Miso Clam Soup with Yuba Strips on Silken Tofu

One word to describe this soup? Special. Courtesy of Linda Tay Esposito.
Course Soup
Cuisine Asian
Servings 6
Author Lemons & Anchovies


  • 2 pieces kombu 6-inches, wiped clean
  • 6 cups water
  • 3 tablespoons bonito flakes
  • 1/4 cup red miso
  • 1 cup nameko or shiitake mushrooms trimmed
  • 3 tablespoons dried wakame
  • 3 ounces yuba cut into thin strands
  • 1 pound Manila clams
  • 1/4 cup ikura
  • 4 stalks mitsuba chopped
  • 6 portions of 1/2 cup silken tofu


  1. To make the dash (broth), combine the kombu and water in a saucepan.
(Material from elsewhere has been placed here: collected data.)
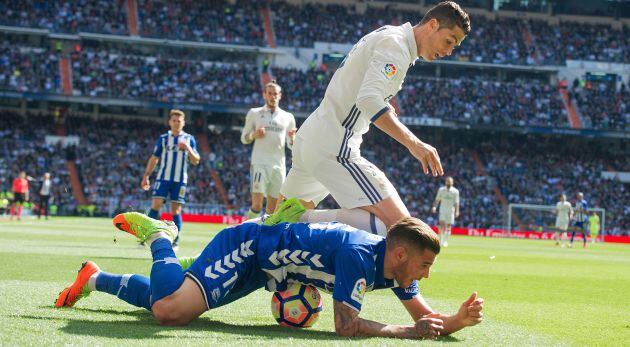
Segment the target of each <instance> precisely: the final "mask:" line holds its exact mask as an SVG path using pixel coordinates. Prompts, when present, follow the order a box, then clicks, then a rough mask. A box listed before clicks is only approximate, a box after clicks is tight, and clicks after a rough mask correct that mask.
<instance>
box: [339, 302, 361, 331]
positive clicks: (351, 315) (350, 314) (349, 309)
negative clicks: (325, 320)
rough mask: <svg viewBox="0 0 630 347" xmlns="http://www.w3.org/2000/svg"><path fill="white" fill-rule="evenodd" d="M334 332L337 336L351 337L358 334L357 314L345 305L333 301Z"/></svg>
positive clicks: (359, 320)
mask: <svg viewBox="0 0 630 347" xmlns="http://www.w3.org/2000/svg"><path fill="white" fill-rule="evenodd" d="M333 305H334V308H333V309H334V311H335V332H336V333H337V335H338V336H343V337H352V336H357V335H358V333H359V323H360V319H359V313H358V312H357V311H355V310H353V309H351V308H350V307H348V306H346V305H345V304H343V303H341V302H338V301H335V302H334V304H333Z"/></svg>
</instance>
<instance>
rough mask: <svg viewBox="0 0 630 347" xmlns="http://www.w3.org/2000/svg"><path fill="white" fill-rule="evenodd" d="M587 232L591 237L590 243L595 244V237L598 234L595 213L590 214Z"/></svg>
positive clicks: (598, 219)
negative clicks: (591, 242)
mask: <svg viewBox="0 0 630 347" xmlns="http://www.w3.org/2000/svg"><path fill="white" fill-rule="evenodd" d="M588 231H589V234H590V235H591V242H592V243H595V242H597V241H599V240H597V235H598V234H599V216H598V215H597V213H595V211H593V212H591V215H590V216H589V217H588Z"/></svg>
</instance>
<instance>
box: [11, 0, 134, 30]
mask: <svg viewBox="0 0 630 347" xmlns="http://www.w3.org/2000/svg"><path fill="white" fill-rule="evenodd" d="M125 3H126V1H125V0H114V1H110V0H78V1H63V0H50V1H36V0H12V1H2V2H1V3H0V23H1V24H2V25H11V26H19V27H30V28H40V29H48V30H50V31H52V32H61V33H78V32H80V31H84V32H94V33H105V34H116V35H129V30H128V28H127V15H126V14H125V6H124V4H125Z"/></svg>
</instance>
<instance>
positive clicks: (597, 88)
mask: <svg viewBox="0 0 630 347" xmlns="http://www.w3.org/2000/svg"><path fill="white" fill-rule="evenodd" d="M570 95H571V96H572V97H574V98H575V102H576V104H577V106H578V110H579V111H580V114H581V116H582V120H583V121H584V127H585V128H594V129H616V130H624V131H630V91H628V88H627V86H626V84H624V83H621V84H620V87H619V88H615V87H613V86H611V85H610V84H606V83H598V84H592V83H579V82H578V81H576V83H574V84H573V88H572V90H571V94H570Z"/></svg>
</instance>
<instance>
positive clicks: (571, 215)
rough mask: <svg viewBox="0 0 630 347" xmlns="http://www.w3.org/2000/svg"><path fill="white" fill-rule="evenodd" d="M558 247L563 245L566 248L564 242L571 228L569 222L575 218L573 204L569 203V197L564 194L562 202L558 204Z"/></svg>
mask: <svg viewBox="0 0 630 347" xmlns="http://www.w3.org/2000/svg"><path fill="white" fill-rule="evenodd" d="M555 213H556V234H555V236H554V238H555V239H556V246H558V245H560V244H561V243H562V245H561V247H564V241H565V240H566V239H567V228H568V227H569V221H570V220H571V218H573V208H572V207H571V203H570V202H568V201H567V197H566V195H564V194H560V201H558V203H557V204H556V210H555Z"/></svg>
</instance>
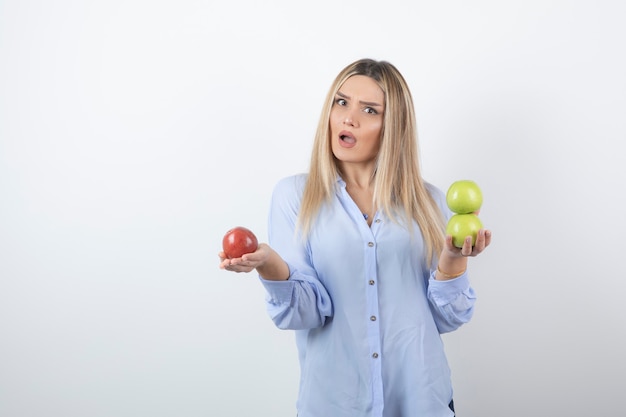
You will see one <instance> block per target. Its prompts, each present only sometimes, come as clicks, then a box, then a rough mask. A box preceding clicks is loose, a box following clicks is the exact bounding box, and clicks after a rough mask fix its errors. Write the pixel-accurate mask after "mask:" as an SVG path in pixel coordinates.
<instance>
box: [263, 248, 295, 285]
mask: <svg viewBox="0 0 626 417" xmlns="http://www.w3.org/2000/svg"><path fill="white" fill-rule="evenodd" d="M256 270H257V272H258V273H259V275H260V276H261V278H263V279H266V280H268V281H286V280H288V279H289V266H288V265H287V263H286V262H285V261H284V260H283V259H282V258H281V257H280V255H279V254H278V253H277V252H276V251H275V250H273V249H271V250H270V253H269V256H268V258H267V260H266V261H265V262H264V263H263V264H262V265H259V266H257V268H256Z"/></svg>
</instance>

Wait 15 minutes then bring the water to an almost-boil. Remove from heat, sprinkle the bonito flakes and let steep for 15 minutes. Strain out the kombu and bonito, discard the solids and transfer the broth to a pot.
  2. Add a couple of tablespoons of the dashi to the miso to create a smooth paste. Add the softened miso to the rest of the dash and whisk to combine. Bring to a gentle simmer to dissolve the miso. Add the mushroom and wakame and simmer for a few minutes until the mushrooms are tender. Add the yuba strands and heat through.
  3. Remove one cup of broth to a small pot and bring to a boil. Add the clams and cover to allow them to cook, about 4 minutes. Transfer the clams to the miso broth and strain in the clam broth (to make sure sandy residue is left behind).
  4. Place 1/2 cup portions of silken tofu in 6 bowls. Ladle the soup with the clams, mushrooms and yuba strips. Garnish with mitsuba and dot with ikura.